When a winemaker known for its signature bottle starts making a companion sipper that mines the same or similar terroir, using the same varietals and going for a similar flavor profile, we want a taste. Especially if it’s offered at a lower price point but still breathes the rare air of fine wine.
One such “little sister” is Vanitas from Memento Mori. The current, inaugural release is from 2017, though the 2018 is imminent. Owners Adam Craun and Hayes Drumwright told Robb Report that in making Vanitas, they wanted to offer a wine that was perhaps more of an everyday drinker and an easier entry point than their flagship Cabernet Sauvignon, which retails for around $225 and regularly sells out. But they didn’t sacrifice on quality. The blend of grapes comes from prized vineyards that winemaker Sam Kaplan sought out. And while it certainly has the structure to age for a decade, it’s made to drink now, rather than after substantial time in the cellar.
A defining characteristic of these little sisters is that they’re not meant to be mass-market wines. They’re still difficult to acquire; for Vanitas, only 55 cases were made. And they’re not available at the Memento Mori tasting room in Napa or from the winery’s website.
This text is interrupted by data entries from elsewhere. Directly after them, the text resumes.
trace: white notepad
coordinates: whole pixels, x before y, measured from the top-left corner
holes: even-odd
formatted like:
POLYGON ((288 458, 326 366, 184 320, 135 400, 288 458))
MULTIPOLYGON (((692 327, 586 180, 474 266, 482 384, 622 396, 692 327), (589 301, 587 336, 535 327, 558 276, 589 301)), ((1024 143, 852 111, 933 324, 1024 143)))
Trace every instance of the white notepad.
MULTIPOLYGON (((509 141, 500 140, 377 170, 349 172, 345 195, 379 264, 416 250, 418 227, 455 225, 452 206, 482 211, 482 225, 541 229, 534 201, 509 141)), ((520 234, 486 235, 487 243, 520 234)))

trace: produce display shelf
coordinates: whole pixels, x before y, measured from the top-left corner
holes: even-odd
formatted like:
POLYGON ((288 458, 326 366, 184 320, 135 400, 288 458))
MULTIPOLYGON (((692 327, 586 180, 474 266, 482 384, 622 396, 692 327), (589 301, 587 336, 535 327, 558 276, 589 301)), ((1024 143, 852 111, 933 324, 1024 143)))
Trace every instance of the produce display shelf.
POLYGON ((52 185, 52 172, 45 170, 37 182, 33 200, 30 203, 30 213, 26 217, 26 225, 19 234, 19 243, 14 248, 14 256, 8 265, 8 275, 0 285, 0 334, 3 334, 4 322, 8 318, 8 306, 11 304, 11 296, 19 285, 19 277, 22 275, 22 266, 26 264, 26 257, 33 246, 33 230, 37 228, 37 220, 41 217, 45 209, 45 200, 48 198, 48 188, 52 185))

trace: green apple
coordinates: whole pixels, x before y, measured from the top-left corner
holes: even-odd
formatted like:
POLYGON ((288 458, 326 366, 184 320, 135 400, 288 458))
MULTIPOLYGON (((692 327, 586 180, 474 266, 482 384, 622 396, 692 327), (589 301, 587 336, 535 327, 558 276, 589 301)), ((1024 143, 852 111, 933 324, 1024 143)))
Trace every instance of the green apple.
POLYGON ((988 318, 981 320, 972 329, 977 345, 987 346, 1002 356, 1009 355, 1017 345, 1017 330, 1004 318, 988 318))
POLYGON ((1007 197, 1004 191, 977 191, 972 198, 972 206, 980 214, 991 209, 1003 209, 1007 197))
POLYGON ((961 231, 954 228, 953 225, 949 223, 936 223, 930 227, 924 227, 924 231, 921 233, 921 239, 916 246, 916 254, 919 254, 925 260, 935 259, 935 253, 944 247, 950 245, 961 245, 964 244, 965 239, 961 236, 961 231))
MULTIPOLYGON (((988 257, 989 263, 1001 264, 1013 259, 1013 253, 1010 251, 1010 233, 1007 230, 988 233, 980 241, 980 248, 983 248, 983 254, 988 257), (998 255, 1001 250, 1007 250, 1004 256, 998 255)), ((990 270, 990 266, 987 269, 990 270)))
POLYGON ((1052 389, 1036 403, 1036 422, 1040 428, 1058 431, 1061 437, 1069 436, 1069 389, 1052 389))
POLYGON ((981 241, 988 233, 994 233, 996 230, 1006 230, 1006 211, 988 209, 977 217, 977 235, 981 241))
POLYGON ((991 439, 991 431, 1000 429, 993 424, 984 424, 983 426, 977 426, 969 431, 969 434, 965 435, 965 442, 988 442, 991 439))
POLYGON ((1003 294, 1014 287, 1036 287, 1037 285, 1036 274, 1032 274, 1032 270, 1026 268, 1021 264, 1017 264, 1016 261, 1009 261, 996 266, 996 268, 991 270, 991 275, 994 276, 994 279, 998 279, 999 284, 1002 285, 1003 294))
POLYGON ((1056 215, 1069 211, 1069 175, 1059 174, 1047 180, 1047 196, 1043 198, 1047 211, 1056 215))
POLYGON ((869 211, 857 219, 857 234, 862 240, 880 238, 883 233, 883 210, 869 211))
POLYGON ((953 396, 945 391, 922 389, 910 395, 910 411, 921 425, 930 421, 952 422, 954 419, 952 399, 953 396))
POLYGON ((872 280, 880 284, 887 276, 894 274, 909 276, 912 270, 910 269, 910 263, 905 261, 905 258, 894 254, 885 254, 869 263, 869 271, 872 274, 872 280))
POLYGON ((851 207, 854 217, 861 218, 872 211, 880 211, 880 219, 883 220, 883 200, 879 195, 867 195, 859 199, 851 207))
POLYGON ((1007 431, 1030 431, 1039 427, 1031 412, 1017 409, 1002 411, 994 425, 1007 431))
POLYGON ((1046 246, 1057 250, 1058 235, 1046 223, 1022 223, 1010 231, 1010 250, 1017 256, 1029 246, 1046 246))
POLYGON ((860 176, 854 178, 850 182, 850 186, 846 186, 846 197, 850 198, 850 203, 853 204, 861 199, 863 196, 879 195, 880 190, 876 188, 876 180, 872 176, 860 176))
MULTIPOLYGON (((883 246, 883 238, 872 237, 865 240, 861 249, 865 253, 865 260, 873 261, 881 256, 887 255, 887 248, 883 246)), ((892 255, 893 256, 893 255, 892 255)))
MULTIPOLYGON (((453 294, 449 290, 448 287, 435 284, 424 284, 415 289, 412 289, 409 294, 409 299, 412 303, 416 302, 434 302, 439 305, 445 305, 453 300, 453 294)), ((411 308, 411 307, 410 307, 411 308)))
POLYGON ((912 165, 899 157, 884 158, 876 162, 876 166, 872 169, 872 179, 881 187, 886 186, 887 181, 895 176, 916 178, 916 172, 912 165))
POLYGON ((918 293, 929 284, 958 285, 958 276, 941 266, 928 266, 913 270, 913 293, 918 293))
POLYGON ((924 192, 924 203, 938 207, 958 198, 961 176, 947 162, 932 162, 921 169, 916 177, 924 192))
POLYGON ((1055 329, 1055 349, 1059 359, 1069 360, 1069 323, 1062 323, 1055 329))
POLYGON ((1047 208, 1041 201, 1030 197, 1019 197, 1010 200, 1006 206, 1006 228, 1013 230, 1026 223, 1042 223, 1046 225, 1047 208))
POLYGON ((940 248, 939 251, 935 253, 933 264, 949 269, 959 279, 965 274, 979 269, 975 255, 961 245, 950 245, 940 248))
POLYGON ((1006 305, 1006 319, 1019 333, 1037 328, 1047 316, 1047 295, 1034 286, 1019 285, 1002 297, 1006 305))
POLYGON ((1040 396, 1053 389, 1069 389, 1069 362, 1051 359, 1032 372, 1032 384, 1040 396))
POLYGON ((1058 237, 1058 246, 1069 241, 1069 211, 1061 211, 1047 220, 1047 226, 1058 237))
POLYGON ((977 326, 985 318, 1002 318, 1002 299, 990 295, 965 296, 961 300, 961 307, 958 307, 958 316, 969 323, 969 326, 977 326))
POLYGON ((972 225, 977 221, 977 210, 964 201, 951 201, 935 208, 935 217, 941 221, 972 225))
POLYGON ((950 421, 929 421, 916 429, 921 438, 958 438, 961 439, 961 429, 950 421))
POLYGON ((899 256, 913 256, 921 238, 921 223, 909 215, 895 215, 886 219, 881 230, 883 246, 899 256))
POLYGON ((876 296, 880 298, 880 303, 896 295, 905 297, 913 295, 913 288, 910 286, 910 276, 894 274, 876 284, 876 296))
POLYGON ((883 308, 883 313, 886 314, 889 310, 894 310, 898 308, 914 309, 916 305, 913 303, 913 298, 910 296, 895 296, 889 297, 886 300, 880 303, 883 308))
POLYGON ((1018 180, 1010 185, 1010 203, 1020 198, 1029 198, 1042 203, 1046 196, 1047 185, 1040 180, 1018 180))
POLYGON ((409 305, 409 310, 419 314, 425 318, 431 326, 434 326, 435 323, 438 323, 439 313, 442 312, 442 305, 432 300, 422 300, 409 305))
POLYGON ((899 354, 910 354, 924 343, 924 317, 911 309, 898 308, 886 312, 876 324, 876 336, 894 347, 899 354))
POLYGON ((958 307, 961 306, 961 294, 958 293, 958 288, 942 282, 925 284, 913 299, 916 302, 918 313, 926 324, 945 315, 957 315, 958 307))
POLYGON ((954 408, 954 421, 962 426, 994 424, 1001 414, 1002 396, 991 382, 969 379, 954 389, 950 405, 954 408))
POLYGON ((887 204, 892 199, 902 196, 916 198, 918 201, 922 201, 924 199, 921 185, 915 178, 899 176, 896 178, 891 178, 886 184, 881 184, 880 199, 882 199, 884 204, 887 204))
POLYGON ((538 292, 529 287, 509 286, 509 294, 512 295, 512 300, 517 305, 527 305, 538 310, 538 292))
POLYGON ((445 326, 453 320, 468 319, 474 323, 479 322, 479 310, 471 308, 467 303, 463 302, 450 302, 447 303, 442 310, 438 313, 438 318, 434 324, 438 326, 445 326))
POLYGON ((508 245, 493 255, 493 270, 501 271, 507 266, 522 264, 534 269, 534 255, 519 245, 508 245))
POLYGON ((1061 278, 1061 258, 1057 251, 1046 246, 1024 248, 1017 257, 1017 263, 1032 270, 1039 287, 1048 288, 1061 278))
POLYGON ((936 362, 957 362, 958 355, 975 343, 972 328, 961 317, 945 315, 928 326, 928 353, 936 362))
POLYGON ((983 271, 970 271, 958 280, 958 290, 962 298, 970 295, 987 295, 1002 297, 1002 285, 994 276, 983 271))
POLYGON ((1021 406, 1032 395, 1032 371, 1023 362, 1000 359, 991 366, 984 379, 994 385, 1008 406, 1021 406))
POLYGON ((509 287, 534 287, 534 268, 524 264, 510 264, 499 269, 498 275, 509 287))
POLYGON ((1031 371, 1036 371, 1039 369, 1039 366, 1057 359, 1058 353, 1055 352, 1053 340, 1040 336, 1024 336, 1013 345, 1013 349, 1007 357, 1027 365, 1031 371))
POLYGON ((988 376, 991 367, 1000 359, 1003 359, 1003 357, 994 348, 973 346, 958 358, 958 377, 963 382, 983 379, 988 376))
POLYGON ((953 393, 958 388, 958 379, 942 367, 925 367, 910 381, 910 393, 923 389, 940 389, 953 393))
The wine is currently available only through the second edition of Robb Report‘s Rare & Fine wine program, released in partnership with Wally’s Wine & Spirits.
Vanitas itself is a Cabernet Sauvignon comprised of grapes sourced from plots around Napa Valley. Scents of roasted meat, tobacco and black cherries greet you at the glass. On the palate, the wine tastes of both savory herbs and rich fruit, with an elegant balance between that richness and strong but smooth tannins.
That bottle joins three others in the latest Rare & Fine offering, all of which are library wines that have some age on them. The selected release of older vintages has gained ground recently both domestically and internationally. Stateside, wines tend to launch younger, mostly because of the economics of annual releases and the amount of cellar space required to age many vintages at once. But with the recent years of devastating fires tainting or burning whole vineyards and recently harvested barrels, winemakers in Napa and Sonoma have added more library releases into the mix of annual offerings. In France and Italy, however, wine is often allowed to accumulate a few more ticks of the clock before making its debut. Still, some estates will hold back a stash, especially from a stellar year, only to release it in limited quantities later on through trusted outlets, so buyers can be assured the quality of the wine is ideal and provenance is intact.